# Fish Oil



## HobNob (Jan 10, 2011)

Is it ok to give dogs fish oil supplements made for humans? My hunch is that it is fine, but I figure if there are any oddities with this situation someone here would know. It seems fish oil products marketed for dogs can be more costly than those for humans. We'd like to give him liquid fish oil.

What have you found to be the most economical way to supplement with fish oil? And what is the recommended dosage?

Thanks!


----------



## Marnie (Oct 11, 2011)

I put a couple 1000 mg caps into the dogs food everyday. Human supplements are better quality and usually cheaper than the ones sold for dogs.


----------



## Fish (Oct 16, 2011)

Thats what I do for Ellie. She shares my fish oil supplements. For me, it works out to be cheaper than the pet specific supplements and I bet they are of higher quality. She gets dry flaky skin and since Ive been giving her fish oil its cleared right up. Her fur has become ridiculously soft and shiney. Everyone comments on her coat. 
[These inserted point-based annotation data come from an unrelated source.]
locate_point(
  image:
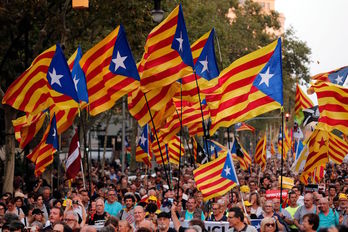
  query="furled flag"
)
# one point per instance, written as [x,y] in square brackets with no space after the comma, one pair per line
[287,142]
[310,115]
[45,82]
[241,155]
[206,65]
[228,171]
[209,180]
[73,162]
[317,150]
[174,150]
[250,86]
[42,155]
[260,152]
[167,55]
[338,148]
[78,76]
[26,127]
[333,106]
[142,153]
[110,71]
[242,126]
[337,76]
[302,101]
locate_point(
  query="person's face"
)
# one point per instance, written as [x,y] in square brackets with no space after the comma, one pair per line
[70,220]
[122,226]
[129,203]
[232,220]
[268,207]
[191,204]
[99,207]
[270,227]
[306,225]
[139,214]
[163,223]
[39,201]
[111,196]
[54,215]
[58,228]
[308,202]
[216,209]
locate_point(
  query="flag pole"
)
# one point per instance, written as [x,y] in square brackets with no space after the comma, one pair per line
[158,143]
[205,136]
[282,161]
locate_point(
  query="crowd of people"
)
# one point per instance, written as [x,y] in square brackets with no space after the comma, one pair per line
[146,202]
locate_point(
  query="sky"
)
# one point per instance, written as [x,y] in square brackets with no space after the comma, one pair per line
[323,25]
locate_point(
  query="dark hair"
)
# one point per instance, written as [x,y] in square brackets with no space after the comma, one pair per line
[238,213]
[313,220]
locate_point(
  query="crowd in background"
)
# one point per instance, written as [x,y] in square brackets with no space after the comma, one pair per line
[145,202]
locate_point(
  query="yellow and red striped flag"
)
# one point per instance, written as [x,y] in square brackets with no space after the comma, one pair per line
[250,86]
[32,93]
[260,152]
[110,71]
[317,150]
[333,106]
[174,150]
[143,152]
[209,181]
[302,101]
[338,148]
[26,127]
[167,55]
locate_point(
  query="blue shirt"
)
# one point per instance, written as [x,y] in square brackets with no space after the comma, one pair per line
[112,209]
[327,221]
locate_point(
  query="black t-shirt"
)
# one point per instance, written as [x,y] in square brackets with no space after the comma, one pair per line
[98,220]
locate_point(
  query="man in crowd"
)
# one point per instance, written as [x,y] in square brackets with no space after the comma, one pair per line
[327,216]
[307,208]
[236,221]
[100,216]
[112,206]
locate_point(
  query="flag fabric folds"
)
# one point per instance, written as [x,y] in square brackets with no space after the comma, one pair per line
[242,126]
[209,181]
[167,55]
[110,71]
[37,88]
[333,106]
[142,153]
[260,152]
[73,162]
[250,86]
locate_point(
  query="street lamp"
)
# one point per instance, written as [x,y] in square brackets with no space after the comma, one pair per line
[157,13]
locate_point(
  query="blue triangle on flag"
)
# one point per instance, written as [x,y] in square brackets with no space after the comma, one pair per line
[206,65]
[181,42]
[270,79]
[59,76]
[52,137]
[122,61]
[79,78]
[228,170]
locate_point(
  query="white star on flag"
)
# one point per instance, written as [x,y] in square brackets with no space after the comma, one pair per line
[227,170]
[76,81]
[119,61]
[265,77]
[205,64]
[143,140]
[55,78]
[339,79]
[180,40]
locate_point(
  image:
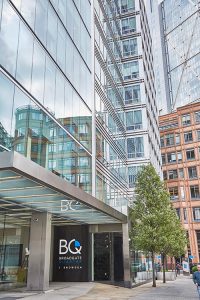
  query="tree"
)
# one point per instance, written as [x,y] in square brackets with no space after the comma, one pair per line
[151,215]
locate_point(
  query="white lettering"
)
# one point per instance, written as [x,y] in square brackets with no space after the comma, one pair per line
[63,244]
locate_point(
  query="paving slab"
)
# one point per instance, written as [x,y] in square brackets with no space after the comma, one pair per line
[183,288]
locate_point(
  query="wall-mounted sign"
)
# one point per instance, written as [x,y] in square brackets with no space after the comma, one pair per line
[70,253]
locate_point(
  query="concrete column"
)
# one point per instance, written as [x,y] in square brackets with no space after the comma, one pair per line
[40,245]
[126,256]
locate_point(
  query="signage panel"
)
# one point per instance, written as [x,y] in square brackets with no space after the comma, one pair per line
[70,261]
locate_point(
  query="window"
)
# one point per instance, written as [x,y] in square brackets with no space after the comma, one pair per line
[52,163]
[186,120]
[52,148]
[185,214]
[36,116]
[169,139]
[194,192]
[21,132]
[171,157]
[192,172]
[188,137]
[35,131]
[129,47]
[135,147]
[178,213]
[83,161]
[70,177]
[127,5]
[69,162]
[173,174]
[196,213]
[132,175]
[132,94]
[52,132]
[190,154]
[83,129]
[67,146]
[181,173]
[128,25]
[173,191]
[34,148]
[179,156]
[198,135]
[20,147]
[165,175]
[163,159]
[134,120]
[21,116]
[177,139]
[131,70]
[197,116]
[162,143]
[84,178]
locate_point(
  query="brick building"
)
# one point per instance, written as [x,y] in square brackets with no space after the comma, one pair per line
[180,147]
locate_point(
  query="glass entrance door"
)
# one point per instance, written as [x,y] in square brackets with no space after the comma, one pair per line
[14,239]
[102,256]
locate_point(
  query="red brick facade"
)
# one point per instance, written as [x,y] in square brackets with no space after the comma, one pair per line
[180,147]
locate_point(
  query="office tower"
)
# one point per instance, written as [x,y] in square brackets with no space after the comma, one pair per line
[180,26]
[77,104]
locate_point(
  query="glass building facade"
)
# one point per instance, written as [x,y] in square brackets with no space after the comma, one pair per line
[181,51]
[77,98]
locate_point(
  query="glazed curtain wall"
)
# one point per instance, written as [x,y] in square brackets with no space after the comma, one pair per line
[59,77]
[26,128]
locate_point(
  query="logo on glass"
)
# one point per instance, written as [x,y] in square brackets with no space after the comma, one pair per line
[73,246]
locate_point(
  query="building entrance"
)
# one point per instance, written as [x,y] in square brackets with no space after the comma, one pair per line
[108,257]
[14,240]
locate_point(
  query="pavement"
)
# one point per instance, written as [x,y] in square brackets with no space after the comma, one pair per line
[183,288]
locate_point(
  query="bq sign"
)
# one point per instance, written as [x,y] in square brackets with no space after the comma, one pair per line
[71,253]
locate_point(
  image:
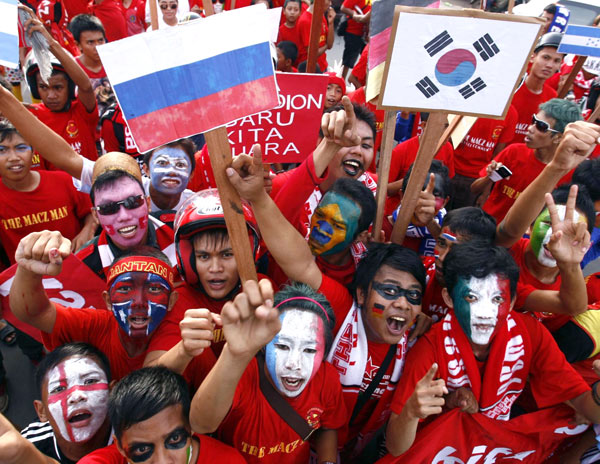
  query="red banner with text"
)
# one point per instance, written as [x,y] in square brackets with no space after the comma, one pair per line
[288,133]
[76,287]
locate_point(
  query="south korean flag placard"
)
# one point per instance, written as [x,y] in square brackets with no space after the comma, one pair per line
[464,62]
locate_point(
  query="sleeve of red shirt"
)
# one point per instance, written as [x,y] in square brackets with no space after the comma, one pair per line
[551,377]
[418,361]
[74,323]
[335,416]
[339,298]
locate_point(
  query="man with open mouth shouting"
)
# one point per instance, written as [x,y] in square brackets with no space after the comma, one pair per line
[479,359]
[372,324]
[74,382]
[139,294]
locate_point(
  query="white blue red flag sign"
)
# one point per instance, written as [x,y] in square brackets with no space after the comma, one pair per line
[581,40]
[9,35]
[449,60]
[180,81]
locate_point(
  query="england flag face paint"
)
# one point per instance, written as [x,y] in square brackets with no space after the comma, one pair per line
[481,306]
[139,302]
[170,170]
[77,398]
[294,356]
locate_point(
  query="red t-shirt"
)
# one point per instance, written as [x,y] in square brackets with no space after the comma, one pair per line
[262,436]
[477,148]
[433,304]
[525,168]
[303,26]
[54,205]
[551,378]
[354,5]
[112,17]
[76,126]
[291,34]
[99,328]
[360,68]
[527,104]
[210,450]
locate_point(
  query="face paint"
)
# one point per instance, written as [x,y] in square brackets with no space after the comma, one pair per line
[294,356]
[170,170]
[481,306]
[542,231]
[333,224]
[127,227]
[78,398]
[139,301]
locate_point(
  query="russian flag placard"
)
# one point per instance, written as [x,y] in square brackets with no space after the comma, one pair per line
[581,40]
[9,35]
[181,81]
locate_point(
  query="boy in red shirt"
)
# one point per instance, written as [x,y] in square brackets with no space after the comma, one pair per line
[325,38]
[149,413]
[73,117]
[296,327]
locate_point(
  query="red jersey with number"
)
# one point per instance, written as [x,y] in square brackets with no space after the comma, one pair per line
[99,328]
[55,204]
[76,125]
[477,148]
[254,428]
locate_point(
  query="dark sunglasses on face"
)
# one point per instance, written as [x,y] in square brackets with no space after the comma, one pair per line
[132,202]
[542,126]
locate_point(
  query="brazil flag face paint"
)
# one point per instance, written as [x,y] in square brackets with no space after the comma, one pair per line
[333,225]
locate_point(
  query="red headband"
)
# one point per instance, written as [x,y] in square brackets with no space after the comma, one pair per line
[141,264]
[305,298]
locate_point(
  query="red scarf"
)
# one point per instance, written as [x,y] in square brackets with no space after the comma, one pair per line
[505,371]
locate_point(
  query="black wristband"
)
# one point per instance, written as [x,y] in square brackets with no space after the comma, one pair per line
[595,395]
Its kinda funny because each morning we both take fish oils together lol. 

You can use canola oil (about 1 table spoon per day) as a cheaper alternative, it still delivers omega-3 but not as higher dosage. Egg yolks (only) have omega 3 too, and lecithin (a sat. fat) which gives a shiney coat. If you include the egg white (good protein) cook it first as raw egg white contains an enzyme that interferes with vitamin B absorption. 

Personally, I think giving your dog fish oil supplements is one of the best things you could do for them.

Hope that helped


----------



## Draugr (Jul 8, 2011)

I give 2000mg daily to mine, the stuff meant for humans.

I also give 400IU vitamin E as I have read that the body will use up most of its Vitamin E supply metabolizing oils.


----------



## Scarlettsmom (Jul 12, 2011)

I give 1000mg daily. I squirt it on her food at night. She figured out how to surgically remove the capsule from her food.


----------



## doggiedad (Dec 2, 2007)

smart dog. 



Scarlettsmom said:


> I give 1000mg daily. I squirt it on her food at night.
> 
> >>>>She figured out how to surgically remove the capsule from her food.<<<


----------



## doggiedad (Dec 2, 2007)

i use a high grade/human grade salmon oil.
i don't know the correct dosage to use. i give
my dog a couple of squirts from the pump.


----------



## Freestep (May 1, 2011)

I give my dogs the same fish oil capsules I take.


----------



## HobNob (Jan 10, 2011)

Thanks for the advice! Considering many of you give 1000-2000 mg daily without problem, I'll definitely lean toward a high dosage. Duke has allergies and is constantly scratching, chewing, licking himself. His skin/coat smells bad too. We are working on treating the allergies, and we really want to step up his omega 3 intake. If any dog needs a high dosage, it's Duke.


----------



## ChancetheGSD (Dec 19, 2007)

Just wondering, what are you feeding him?


----------



## HobNob (Jan 10, 2011)

ChancetheGSD said:


> Just wondering, what are you feeding him?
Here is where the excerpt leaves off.